For a POST request with a plain text payload:

package org.kodejava.net.http;

import java.net.http.*;
import java.net.URI;

public class HttpClientDemo {
    public static void main(String[] args) throws Exception {
        HttpResponse<String> response;
        try (HttpClient client = HttpClient.newHttpClient()) {
            HttpRequest request = HttpRequest.newBuilder()
                    .uri(URI.create("https://example.com/api"))
                    .POST(HttpRequest.BodyPublishers.ofString("Hello, World!"))
                    .header("Content-Type", "text/plain")
                    .build();

            response = client.send(request, HttpResponse.BodyHandlers.ofString());
        }
        System.out.println("Response code: " + response.statusCode());
        System.out.println("Response body: " + response.body());
    }
}

b) Sending File as Request Body

This example uploads content from a file:

package org.kodejava.net.http;

import java.net.http.*;
import java.net.URI;
import java.nio.file.Paths;

public class FileUploadExample {
    public static void main(String[] args) throws Exception {
        HttpResponse<String> response;
        try (HttpClient client = HttpClient.newHttpClient()) {
            HttpRequest request = HttpRequest.newBuilder()
                    .uri(URI.create("https://example.com/upload"))
                    .POST(HttpRequest.BodyPublishers.ofFile(Paths.get("example.txt")))
                    .header("Content-Type", "text/plain")
                    .build();

            response = client.send(request, HttpResponse.BodyHandlers.ofString());
        }
        System.out.println("Response code: " + response.statusCode());
    }
}

c) Using InputStream for Large Files

For large files, using InputStream can be more memory-efficient:

package org.kodejava.net.http;

import java.net.http.*;
import java.net.URI;
import java.io.FileInputStream;

public class StreamUploadExample {
    public static void main(String[] args) throws Exception {
        HttpResponse<String> response;
        try (HttpClient client = HttpClient.newHttpClient()) {
            HttpRequest request = HttpRequest.newBuilder()
                    .uri(URI.create("https://example.com/upload"))
                    .POST(HttpRequest.BodyPublishers.ofInputStream(() -> {
                        try {
                            return new FileInputStream("large-file.data");
                        } catch (Exception e) {
                            throw new RuntimeException(e);
                        }
                    }))
                    .header("Content-Type", "application/octet-stream")
                    .build();

            response = client.send(request, HttpResponse.BodyHandlers.ofString());
        }
        System.out.println("Response code: " + response.statusCode());
    }
}

4. Best Practices

  • Choose the Right BodyPublisher: Pick the appropriate method for your data type:
    • Use ofString for small text payloads.
    • Use ofFile for files.
    • Use ofInputStream for large data to avoid memory issues.
  • Set Proper Headers: Use Content-Type and other relevant headers to ensure the server can interpret the body correctly.
  • Error Handling: Handle potential IO or HTTP communication exceptions gracefully.
  • Streaming for Large Data: When sending large amounts of data, consider using ofInputStream instead of loading the entire data into memory at once.

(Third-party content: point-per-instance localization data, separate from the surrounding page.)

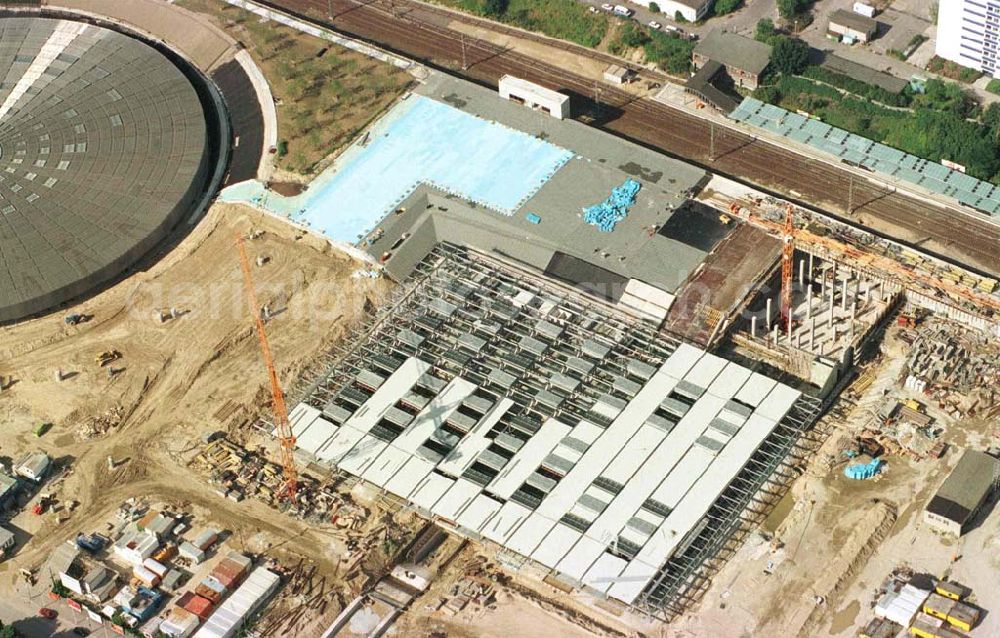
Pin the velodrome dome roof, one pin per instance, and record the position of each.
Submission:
(103, 149)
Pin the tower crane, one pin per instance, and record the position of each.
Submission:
(787, 260)
(283, 427)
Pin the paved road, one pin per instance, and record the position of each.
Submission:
(23, 615)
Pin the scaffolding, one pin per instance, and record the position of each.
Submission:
(511, 332)
(554, 353)
(681, 581)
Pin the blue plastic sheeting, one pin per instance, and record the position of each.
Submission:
(421, 141)
(614, 209)
(862, 471)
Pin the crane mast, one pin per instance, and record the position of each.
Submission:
(787, 260)
(283, 427)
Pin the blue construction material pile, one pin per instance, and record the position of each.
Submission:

5. Advantages of HttpRequest.BodyPublishers

  • Ease of Use: Simplifies working with different types of data (strings, files, streams, etc.).
  • Memory Efficiency: Supports streaming for large data payloads.
  • Modern API: Works seamlessly with the HttpClient introduced in Java 11.

By combining the capabilities of HttpRequest.BodyPublishers with other features of the Java 11 HTTP Client API, you can efficiently send HTTP requests tailored to your application’s needs.